# Contemporaries of Beethoven and Schumann writing the best Str Quartets?



## vtpoet (Jan 17, 2019)

Just looking for composers beyond Beethoven, Schubert, Schumann and Mendelssohn that I might not have considered. Lesser known composers in the 1800 to 1856 price range—like Arriaga?


----------



## Vienne (Aug 21, 2020)

Louis Spohr might fit your criteria.
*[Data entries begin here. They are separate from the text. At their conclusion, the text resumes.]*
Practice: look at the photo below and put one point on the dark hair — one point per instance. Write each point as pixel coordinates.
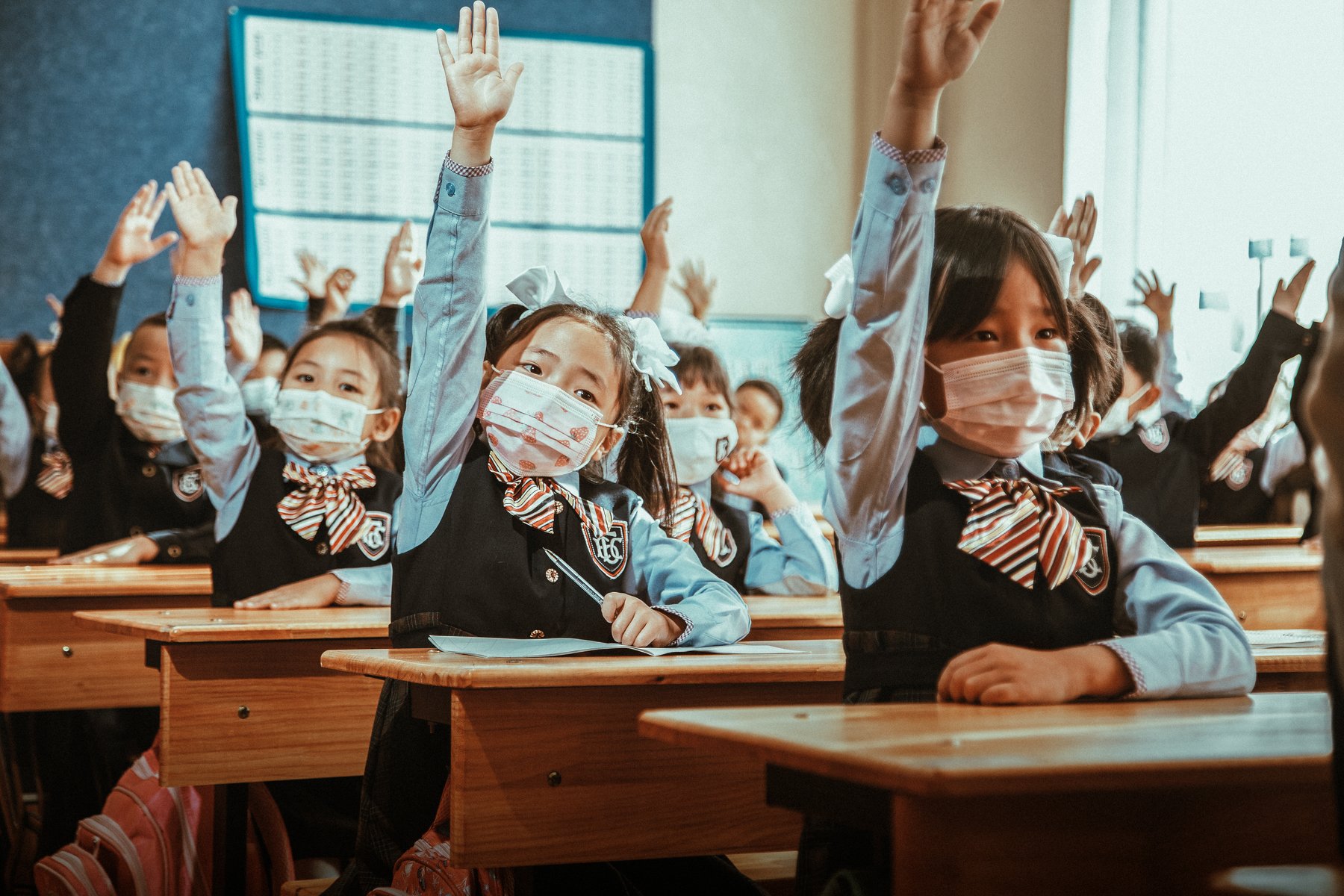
(1139, 349)
(771, 390)
(385, 361)
(644, 464)
(972, 250)
(702, 366)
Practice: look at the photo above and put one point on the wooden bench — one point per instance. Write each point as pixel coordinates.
(1082, 798)
(1269, 586)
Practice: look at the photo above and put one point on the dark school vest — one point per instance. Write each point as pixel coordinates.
(939, 601)
(134, 488)
(484, 573)
(261, 553)
(738, 523)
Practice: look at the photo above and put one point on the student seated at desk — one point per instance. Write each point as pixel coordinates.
(137, 494)
(505, 428)
(967, 574)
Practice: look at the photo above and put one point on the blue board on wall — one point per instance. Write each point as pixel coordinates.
(343, 124)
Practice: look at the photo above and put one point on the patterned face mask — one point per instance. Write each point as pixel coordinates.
(538, 429)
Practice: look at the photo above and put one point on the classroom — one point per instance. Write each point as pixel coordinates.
(655, 448)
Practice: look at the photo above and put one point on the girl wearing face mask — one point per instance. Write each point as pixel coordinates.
(136, 494)
(729, 541)
(507, 428)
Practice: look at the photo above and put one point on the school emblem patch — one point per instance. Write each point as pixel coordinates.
(1156, 437)
(1095, 574)
(1241, 474)
(376, 535)
(609, 551)
(187, 484)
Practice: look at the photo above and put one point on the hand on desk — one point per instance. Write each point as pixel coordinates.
(319, 591)
(1001, 675)
(638, 625)
(124, 553)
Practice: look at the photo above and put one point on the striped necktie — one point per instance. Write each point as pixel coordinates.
(535, 500)
(1016, 526)
(692, 514)
(329, 499)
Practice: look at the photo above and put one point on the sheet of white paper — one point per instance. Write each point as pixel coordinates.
(523, 648)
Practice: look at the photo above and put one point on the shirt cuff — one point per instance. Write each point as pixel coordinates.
(914, 156)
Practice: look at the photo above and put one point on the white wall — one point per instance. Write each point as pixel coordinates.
(756, 137)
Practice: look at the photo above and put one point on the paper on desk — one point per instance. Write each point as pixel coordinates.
(522, 648)
(1287, 638)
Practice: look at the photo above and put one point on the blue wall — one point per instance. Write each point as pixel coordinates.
(99, 97)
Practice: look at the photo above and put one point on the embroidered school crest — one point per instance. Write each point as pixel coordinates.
(376, 535)
(609, 551)
(1156, 437)
(1241, 474)
(187, 484)
(1095, 573)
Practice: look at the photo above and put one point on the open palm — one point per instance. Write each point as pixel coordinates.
(479, 89)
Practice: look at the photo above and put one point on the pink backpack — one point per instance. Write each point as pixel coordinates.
(156, 841)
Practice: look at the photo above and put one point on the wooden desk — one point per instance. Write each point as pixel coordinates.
(1269, 586)
(547, 748)
(47, 662)
(794, 618)
(1209, 536)
(1085, 798)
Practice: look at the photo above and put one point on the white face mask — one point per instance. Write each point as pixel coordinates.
(1117, 418)
(149, 413)
(1006, 403)
(260, 395)
(319, 426)
(538, 429)
(700, 445)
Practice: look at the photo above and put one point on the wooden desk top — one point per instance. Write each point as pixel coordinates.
(820, 662)
(226, 623)
(959, 750)
(771, 612)
(1266, 558)
(104, 582)
(1246, 535)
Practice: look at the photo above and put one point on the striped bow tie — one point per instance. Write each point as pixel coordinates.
(329, 499)
(692, 514)
(1016, 526)
(57, 479)
(537, 500)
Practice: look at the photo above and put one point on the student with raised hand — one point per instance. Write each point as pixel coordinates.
(488, 491)
(1164, 455)
(729, 541)
(137, 494)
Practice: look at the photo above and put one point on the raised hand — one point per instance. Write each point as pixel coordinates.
(206, 222)
(1287, 299)
(243, 326)
(698, 287)
(479, 89)
(132, 240)
(401, 267)
(315, 274)
(1155, 300)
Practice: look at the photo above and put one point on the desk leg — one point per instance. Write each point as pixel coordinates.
(230, 847)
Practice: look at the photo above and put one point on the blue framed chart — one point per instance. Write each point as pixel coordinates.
(343, 125)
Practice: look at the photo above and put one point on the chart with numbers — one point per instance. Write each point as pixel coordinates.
(344, 122)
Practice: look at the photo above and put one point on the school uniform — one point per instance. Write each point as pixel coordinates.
(732, 543)
(467, 519)
(903, 501)
(1164, 462)
(122, 487)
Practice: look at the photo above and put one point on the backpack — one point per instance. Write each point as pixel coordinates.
(156, 841)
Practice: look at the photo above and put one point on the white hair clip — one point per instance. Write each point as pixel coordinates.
(653, 358)
(840, 299)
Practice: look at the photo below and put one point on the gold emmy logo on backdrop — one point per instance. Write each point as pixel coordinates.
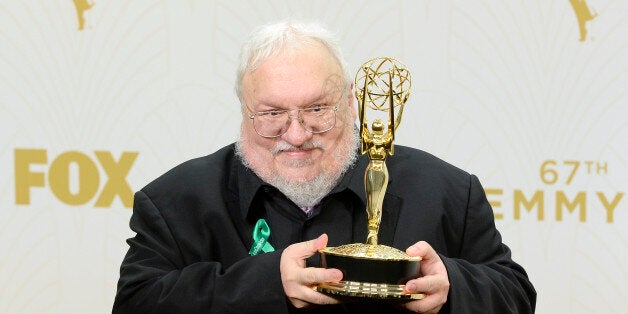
(81, 7)
(372, 270)
(583, 14)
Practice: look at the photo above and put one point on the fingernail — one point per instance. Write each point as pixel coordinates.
(413, 250)
(411, 287)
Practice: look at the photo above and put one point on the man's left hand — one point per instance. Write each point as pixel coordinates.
(433, 283)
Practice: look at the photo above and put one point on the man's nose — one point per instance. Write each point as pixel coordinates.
(296, 134)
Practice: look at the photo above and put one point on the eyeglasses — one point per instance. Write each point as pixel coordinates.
(274, 123)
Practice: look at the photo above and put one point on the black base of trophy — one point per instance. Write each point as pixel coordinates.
(375, 277)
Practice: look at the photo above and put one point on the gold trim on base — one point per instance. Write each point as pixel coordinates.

What’s more, you can find his recordings for much less than 1800


----------



## joen_cph (Jan 17, 2010)

Besides Arriaga (and Hummel and Weber, obviously), try 

- Berwald in general, such as the Sinfonie Singuliere, Piano Concerto, and basically everything
- Sterndale Bennett, piano concertos.
- Kuhlau, such as the piano quartets, the flute quintets and the piano concerto, for a start; also the many other flute works
- Ries, his piano concertos for example; was a pupil of Beethoven
- E T A Hoffmann, the chamber music (he didn't write much)
- Gade, violin sonatas, Ossian Ouverture, symphonies 1+5, the 1st with Hogwood by far
- P A Heise, cello music, piano quintet
- Clementi - Piano Concerto, symphonies, maybe the late piano sonatas
- J P E Hartmann, symphonies 1-2
- Onslow, chamber music in general


----------



## hammeredklavier (Feb 18, 2018)




----------



## vtpoet (Jan 17, 2019)

joen_cph said:


> Besides Arriaga (and Hummel and Weber, obviously), try
> 
> - Berwald in general, such as the Sinfonie Singuliere, Piano Concerto, and basically everything
> - Kuhlau, such as the piano quartets and the piano concerto, for a start; also the flute works
> ...


I'm not as familiar with Gade and never heard of Heise. Fall puts me in the mood for string quartets though, so I'll stick to those right now. I see that Gade wrote some string quartets.


----------



## vtpoet (Jan 17, 2019)

hammeredklavier said:


>


I have Hausmusik performing these, but I've always liked Quartetto Savinio. I should give these a listen.


----------



## EnescuCvartet (Dec 16, 2016)

I second the Cherubini string quartets. They're beautiful works full of ideas. I've been listening to his Requiem a lot lately, a magnificent work, but I enjoy the quartets immensely.


----------